La Belle Étoile

Les oubliés de la Belle Étoile. Clémence Davigo, France, 2022, 100 minutes

Enfant, ils ont séjourné dans cette institution catholique en Savoie, La Belle Étoile. Un Centre de redressement, comme on disait dans les années 1950. Redressement, une conception de l’éducation où domine la manière forte. Les châtiments corporels sont monnaie courante. Considérer comme le meilleur moyen de « redresser » les enfants pas tout à fait comme les autres.

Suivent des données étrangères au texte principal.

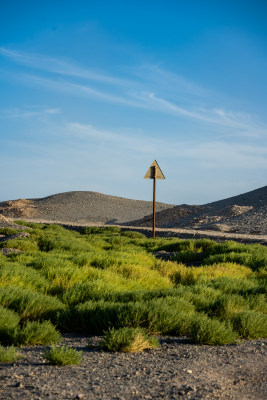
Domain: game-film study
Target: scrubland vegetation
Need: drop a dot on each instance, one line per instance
(103, 280)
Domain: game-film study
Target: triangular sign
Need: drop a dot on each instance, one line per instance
(154, 171)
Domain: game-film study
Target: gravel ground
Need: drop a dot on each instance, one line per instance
(178, 370)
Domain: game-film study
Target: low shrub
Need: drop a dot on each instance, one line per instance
(191, 275)
(9, 320)
(227, 305)
(250, 325)
(90, 230)
(9, 354)
(129, 340)
(30, 305)
(63, 356)
(36, 333)
(133, 234)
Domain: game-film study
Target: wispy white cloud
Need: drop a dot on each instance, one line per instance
(59, 66)
(28, 112)
(150, 87)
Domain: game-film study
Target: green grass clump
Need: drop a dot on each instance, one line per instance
(8, 231)
(129, 340)
(30, 305)
(103, 279)
(9, 354)
(212, 332)
(36, 333)
(133, 235)
(89, 230)
(192, 275)
(250, 325)
(63, 356)
(9, 320)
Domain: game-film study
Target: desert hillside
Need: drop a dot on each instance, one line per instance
(80, 207)
(245, 213)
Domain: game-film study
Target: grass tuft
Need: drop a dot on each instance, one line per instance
(36, 333)
(9, 354)
(129, 340)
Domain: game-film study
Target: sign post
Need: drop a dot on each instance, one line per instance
(154, 172)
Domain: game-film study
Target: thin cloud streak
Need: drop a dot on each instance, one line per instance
(57, 66)
(134, 93)
(28, 113)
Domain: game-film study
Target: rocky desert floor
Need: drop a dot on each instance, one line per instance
(179, 369)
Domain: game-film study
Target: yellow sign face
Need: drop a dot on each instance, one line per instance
(154, 172)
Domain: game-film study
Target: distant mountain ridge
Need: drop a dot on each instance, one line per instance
(244, 213)
(80, 206)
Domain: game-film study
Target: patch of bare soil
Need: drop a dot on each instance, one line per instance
(178, 370)
(21, 208)
(244, 214)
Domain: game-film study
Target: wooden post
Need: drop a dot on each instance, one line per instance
(154, 173)
(154, 204)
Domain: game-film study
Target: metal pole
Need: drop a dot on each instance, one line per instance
(154, 203)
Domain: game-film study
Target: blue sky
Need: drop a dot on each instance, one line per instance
(93, 91)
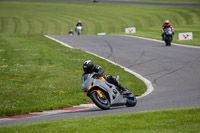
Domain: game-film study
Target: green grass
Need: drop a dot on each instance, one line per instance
(38, 74)
(186, 1)
(59, 18)
(164, 121)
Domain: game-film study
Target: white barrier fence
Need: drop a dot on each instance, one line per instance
(130, 30)
(185, 36)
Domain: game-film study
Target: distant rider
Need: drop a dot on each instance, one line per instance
(166, 25)
(89, 68)
(71, 32)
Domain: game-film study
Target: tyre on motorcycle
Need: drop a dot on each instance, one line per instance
(102, 102)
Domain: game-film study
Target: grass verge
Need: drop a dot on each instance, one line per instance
(39, 74)
(59, 17)
(164, 121)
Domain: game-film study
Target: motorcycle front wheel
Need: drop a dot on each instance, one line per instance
(101, 102)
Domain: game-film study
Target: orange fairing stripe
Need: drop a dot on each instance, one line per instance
(101, 78)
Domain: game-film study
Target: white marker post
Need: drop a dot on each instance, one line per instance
(185, 36)
(130, 30)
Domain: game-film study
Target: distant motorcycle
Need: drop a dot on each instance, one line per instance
(79, 30)
(104, 94)
(168, 36)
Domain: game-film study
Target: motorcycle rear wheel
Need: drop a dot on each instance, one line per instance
(102, 103)
(131, 101)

La violence y est donc quotidienne. Et toutes les dérives sont possibles. Humiliations de toutes sortes. Pas seulement physiques. Mais aussi les violences sexuelles. En particulier de la part de l’abbé., directeur de l’établissement.

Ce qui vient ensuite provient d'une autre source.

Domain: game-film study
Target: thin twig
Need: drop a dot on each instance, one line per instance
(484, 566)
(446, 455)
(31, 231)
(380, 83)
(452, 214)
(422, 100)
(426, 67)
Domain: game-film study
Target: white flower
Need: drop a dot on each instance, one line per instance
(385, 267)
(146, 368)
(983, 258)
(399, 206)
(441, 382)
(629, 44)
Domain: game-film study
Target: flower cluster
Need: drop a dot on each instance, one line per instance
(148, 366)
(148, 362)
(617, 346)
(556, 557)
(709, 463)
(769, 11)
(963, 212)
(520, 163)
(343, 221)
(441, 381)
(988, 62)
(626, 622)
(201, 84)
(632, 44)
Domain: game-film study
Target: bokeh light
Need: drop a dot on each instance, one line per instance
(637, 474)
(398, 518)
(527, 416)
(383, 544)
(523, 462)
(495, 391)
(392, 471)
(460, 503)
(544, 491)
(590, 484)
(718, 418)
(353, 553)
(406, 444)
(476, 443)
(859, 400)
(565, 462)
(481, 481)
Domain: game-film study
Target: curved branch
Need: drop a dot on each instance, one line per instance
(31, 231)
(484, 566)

Le film suit la rencontre, une réunion, des retrouvailles de trois de ses anciennes victimes de ce système passé aujourd’hui sous silence. Ils se retrouvent précisément pour briser ce silence, pour dire au grand jour leur vécu de terreur. Pour ne plus faire comme si tout cela n’avait jamais existé.

À la joie des retrouvailles des trois protagonistes du film, fait vite place l’évocation des traumatismes jamais oubliés. Les cicatrices sont toujours vives. Les douleurs remontent le temps. Un travail de mémoire indispensable, même après tant d’années.

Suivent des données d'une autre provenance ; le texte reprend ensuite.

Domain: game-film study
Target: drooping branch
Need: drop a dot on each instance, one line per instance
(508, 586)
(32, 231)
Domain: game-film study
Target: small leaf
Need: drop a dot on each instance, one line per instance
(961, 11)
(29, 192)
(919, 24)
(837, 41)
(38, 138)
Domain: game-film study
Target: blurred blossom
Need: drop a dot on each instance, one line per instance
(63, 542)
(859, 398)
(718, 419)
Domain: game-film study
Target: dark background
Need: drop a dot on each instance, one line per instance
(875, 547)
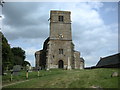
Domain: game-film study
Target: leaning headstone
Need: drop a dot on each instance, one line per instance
(115, 74)
(16, 69)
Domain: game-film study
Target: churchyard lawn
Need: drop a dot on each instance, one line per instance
(56, 78)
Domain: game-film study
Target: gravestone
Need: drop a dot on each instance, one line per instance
(16, 69)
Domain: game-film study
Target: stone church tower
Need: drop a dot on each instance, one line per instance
(58, 49)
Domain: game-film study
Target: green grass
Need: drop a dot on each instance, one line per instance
(57, 78)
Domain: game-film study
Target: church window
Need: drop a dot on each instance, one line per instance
(60, 51)
(61, 18)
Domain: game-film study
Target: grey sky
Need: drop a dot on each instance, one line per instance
(94, 27)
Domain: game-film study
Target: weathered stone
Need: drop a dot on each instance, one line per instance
(58, 49)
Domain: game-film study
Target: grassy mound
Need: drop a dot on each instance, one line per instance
(57, 78)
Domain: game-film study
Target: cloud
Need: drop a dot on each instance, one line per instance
(26, 24)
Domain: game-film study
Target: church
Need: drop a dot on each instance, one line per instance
(58, 49)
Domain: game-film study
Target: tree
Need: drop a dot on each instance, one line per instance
(19, 55)
(7, 55)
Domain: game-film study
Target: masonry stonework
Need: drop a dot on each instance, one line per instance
(58, 49)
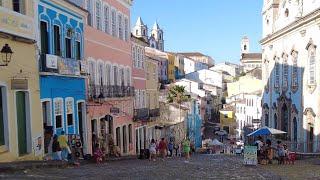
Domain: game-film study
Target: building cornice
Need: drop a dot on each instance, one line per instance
(294, 25)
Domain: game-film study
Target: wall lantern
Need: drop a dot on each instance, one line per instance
(6, 54)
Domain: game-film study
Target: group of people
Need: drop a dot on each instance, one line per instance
(164, 148)
(265, 151)
(60, 147)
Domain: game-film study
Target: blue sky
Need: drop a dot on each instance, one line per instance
(213, 27)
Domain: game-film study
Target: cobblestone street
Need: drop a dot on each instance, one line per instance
(199, 167)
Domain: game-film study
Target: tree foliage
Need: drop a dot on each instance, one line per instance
(177, 94)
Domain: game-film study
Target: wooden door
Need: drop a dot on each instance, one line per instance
(21, 122)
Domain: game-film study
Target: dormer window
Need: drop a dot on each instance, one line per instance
(286, 12)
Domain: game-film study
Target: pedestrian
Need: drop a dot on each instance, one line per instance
(56, 150)
(153, 150)
(63, 142)
(186, 149)
(170, 148)
(163, 148)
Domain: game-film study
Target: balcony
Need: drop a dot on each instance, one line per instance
(64, 66)
(141, 114)
(110, 91)
(154, 112)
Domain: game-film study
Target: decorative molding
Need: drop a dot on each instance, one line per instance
(303, 33)
(309, 111)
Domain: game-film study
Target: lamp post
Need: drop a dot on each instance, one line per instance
(6, 54)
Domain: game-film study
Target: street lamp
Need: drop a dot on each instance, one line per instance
(6, 54)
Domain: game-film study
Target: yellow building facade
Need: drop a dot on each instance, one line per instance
(21, 127)
(245, 84)
(171, 65)
(227, 120)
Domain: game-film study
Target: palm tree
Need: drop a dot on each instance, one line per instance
(178, 95)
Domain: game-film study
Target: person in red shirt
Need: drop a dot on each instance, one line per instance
(163, 148)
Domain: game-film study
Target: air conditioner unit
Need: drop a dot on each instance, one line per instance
(51, 61)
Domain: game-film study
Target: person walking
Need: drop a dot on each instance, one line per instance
(63, 142)
(163, 148)
(153, 150)
(186, 149)
(56, 150)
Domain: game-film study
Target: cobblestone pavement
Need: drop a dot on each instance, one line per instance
(302, 169)
(199, 167)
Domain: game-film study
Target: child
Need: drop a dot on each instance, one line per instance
(98, 154)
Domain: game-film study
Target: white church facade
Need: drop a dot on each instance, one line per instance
(155, 39)
(290, 65)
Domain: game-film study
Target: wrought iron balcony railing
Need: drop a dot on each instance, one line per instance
(141, 114)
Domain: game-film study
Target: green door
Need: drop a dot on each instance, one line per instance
(21, 122)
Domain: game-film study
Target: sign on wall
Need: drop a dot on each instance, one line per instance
(51, 61)
(19, 84)
(17, 24)
(250, 155)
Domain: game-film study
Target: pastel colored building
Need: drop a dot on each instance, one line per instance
(141, 111)
(171, 67)
(21, 128)
(110, 88)
(290, 70)
(62, 74)
(162, 59)
(191, 65)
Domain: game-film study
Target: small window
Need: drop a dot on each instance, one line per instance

Par petites touches, le film retrace la vie de ces anciens pensionnaires de la Belle Étoile. Après le premier enfermement, d’autres suivront jusqu’à la prison pour Dédé. Un destin tracé dès le plus jeune âge. À la Belle Étoile, on enferme les orphelins, les pupilles de la nation, les enfants de la DDASS, ceux qui, dès l’enfance sont laissés de côté et qui seront enfermés dès les premiers écarts.

Le film est donc une interrogation sur l’existence même de ces établissements. Mais il est aussi une accusation ouverte de l’Église Catholique, qui fait aujourd’hui de plus en plus l’objet de scandales retentissants. Le film de Clémence Davigo s’inscrit donc dans ce vaste mouvement de libération de la parole des victimes, anciennes ou actuelles. Du #metoo du cinéma aux dénonciations de viols d’enfants et d’incestes dans tous les milieux de la société.

Un film qui n’a rien d’extrémiste. Il aborde le problème avec une grande sérénité. Les condamnations qu’ils formulent n’en sont que plus efficaces.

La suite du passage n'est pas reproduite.